The guard(Tsuba) is an elongated metal strip located between the blade and the handle. Depending on the specific type and manufacturer of the sword, it may consist of horizontal metal strips on both sides of the blade, or it may be completely wrapped around the blade. The protective cover is usually covered with a soft material, such as leather, to protect the user's hands from injury.
In the Middle Ages, guards on the sword were not particularly necessary. This is because most fighters wear shields and/or armor handguards to protect their hands. However, when these protective accessories began to appear, there was an increasing need to equip the sword with a guard so that the individual would not cut his hand.

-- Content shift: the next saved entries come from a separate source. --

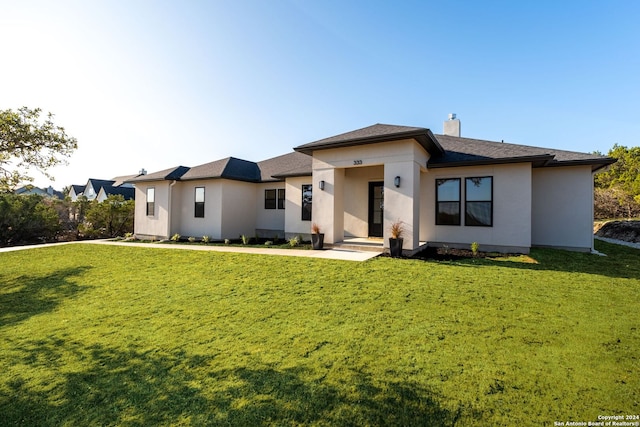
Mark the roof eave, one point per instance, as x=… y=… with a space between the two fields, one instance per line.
x=424 y=136
x=289 y=175
x=596 y=164
x=537 y=161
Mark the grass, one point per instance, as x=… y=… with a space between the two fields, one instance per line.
x=100 y=335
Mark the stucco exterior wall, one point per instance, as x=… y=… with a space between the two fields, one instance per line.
x=562 y=207
x=269 y=222
x=238 y=209
x=184 y=221
x=356 y=204
x=511 y=228
x=293 y=211
x=156 y=226
x=338 y=214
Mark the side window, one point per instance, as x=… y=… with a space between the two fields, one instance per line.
x=151 y=201
x=306 y=202
x=269 y=199
x=478 y=201
x=281 y=198
x=199 y=203
x=448 y=201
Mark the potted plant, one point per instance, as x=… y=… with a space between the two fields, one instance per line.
x=317 y=238
x=396 y=240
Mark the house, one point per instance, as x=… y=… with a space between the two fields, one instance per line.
x=100 y=189
x=27 y=190
x=445 y=189
x=75 y=191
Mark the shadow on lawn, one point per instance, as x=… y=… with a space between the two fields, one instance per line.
x=150 y=388
x=27 y=296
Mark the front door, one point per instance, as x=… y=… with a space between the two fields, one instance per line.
x=376 y=208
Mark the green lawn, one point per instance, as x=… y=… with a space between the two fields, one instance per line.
x=101 y=335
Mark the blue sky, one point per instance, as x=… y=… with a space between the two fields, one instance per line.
x=156 y=84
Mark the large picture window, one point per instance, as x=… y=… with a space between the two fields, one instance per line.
x=151 y=201
x=269 y=199
x=478 y=201
x=199 y=204
x=448 y=201
x=306 y=202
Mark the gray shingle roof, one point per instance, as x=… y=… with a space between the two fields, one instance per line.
x=373 y=134
x=287 y=165
x=468 y=151
x=128 y=193
x=445 y=150
x=230 y=168
x=170 y=174
x=119 y=180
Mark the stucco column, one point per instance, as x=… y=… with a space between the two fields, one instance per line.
x=328 y=203
x=402 y=203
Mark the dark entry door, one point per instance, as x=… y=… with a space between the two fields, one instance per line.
x=376 y=208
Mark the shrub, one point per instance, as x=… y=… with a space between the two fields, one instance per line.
x=397 y=229
x=27 y=219
x=474 y=248
x=109 y=218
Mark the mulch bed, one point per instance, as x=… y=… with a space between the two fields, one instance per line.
x=449 y=254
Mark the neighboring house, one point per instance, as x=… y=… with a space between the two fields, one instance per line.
x=30 y=189
x=445 y=189
x=100 y=189
x=75 y=191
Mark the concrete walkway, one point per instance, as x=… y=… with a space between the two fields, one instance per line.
x=339 y=254
x=618 y=242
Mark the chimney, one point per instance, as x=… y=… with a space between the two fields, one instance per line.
x=452 y=126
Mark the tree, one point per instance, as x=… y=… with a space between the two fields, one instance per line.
x=620 y=183
x=27 y=141
x=110 y=218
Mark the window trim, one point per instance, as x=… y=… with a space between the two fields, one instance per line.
x=198 y=207
x=281 y=201
x=151 y=206
x=303 y=204
x=459 y=202
x=270 y=202
x=468 y=202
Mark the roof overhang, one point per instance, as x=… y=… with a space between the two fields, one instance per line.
x=536 y=161
x=596 y=164
x=423 y=136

Right below the guard on the sword is the grip. This component acts as a handle, allowing the user to hold the sword firmly. The grip is usually made of wood or metal and covered with a soft material such as leather or rayskin.

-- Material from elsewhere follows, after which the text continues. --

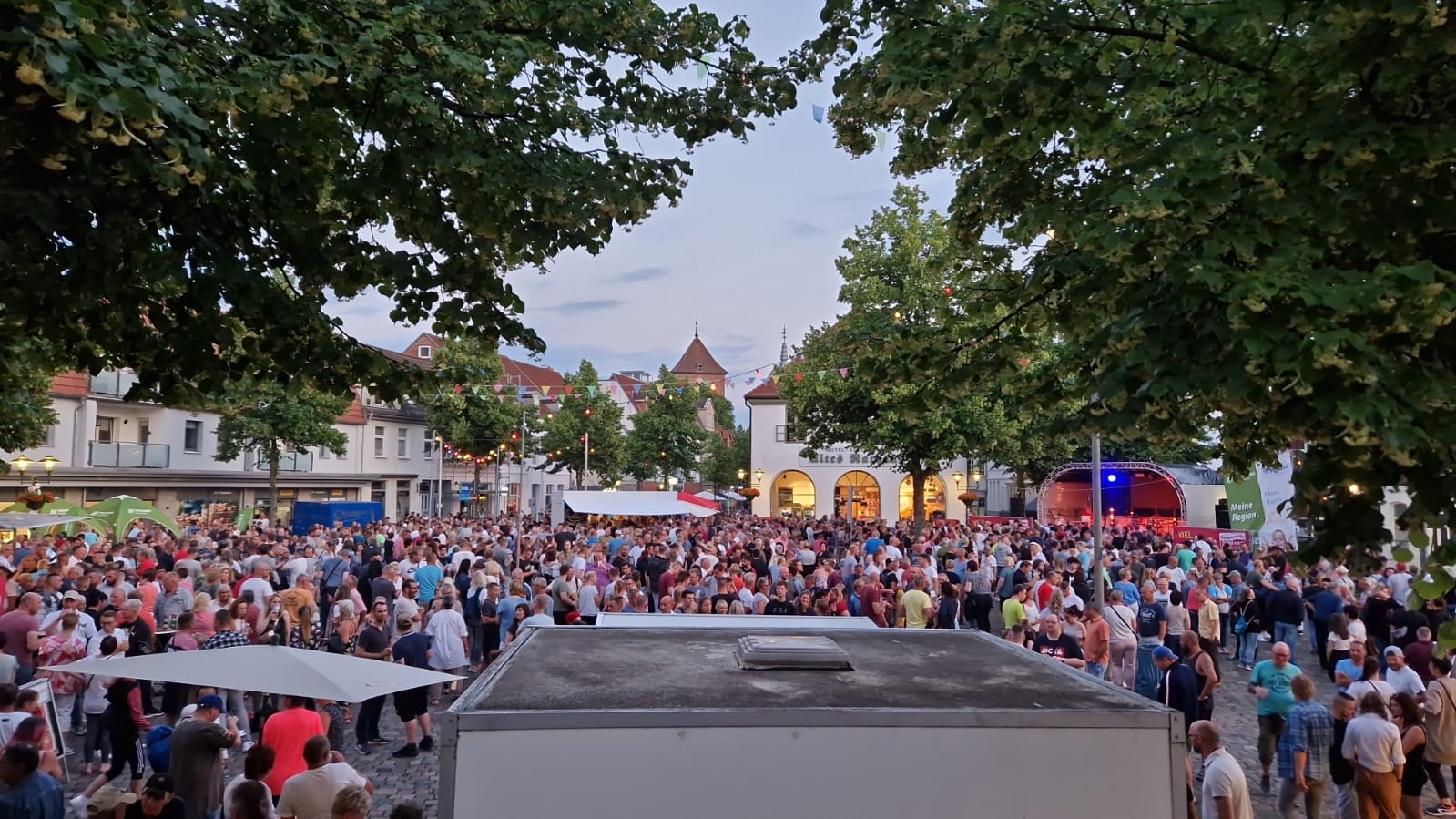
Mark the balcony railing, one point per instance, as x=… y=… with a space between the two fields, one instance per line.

Of course, some newer swords have rubber grips, which became popular around the 1850s. The rubber is soft, durable, and provides excellent traction.
Traditional Japanese samurai swords have longer grips than usual. Since it was designed for two hands, the swordsmith designed the japanese sword. Since then, this feature has been present in the katana.
The third component of the hilt is the crown. The pommel at the bottom of the grip is more than an ornament; it prevents the sword from slipping out of the user's hand. In addition, some European swords are designed with a heavy hammer head as a counterweight to make the blade swing larger; thereby increasing its power and cutting ability.
There are many styles of sword hilts, some of which include discs, crescents, wheels, rings and even animal heads.
In a nutshell, a typical sword hilt consists of three parts: the guard, the grip and the hilt. However, it is important to note that not all swords have these components. Different swordsmiths contain different components in the hilt. Nevertheless, this is the most common design configuration for sword hilts.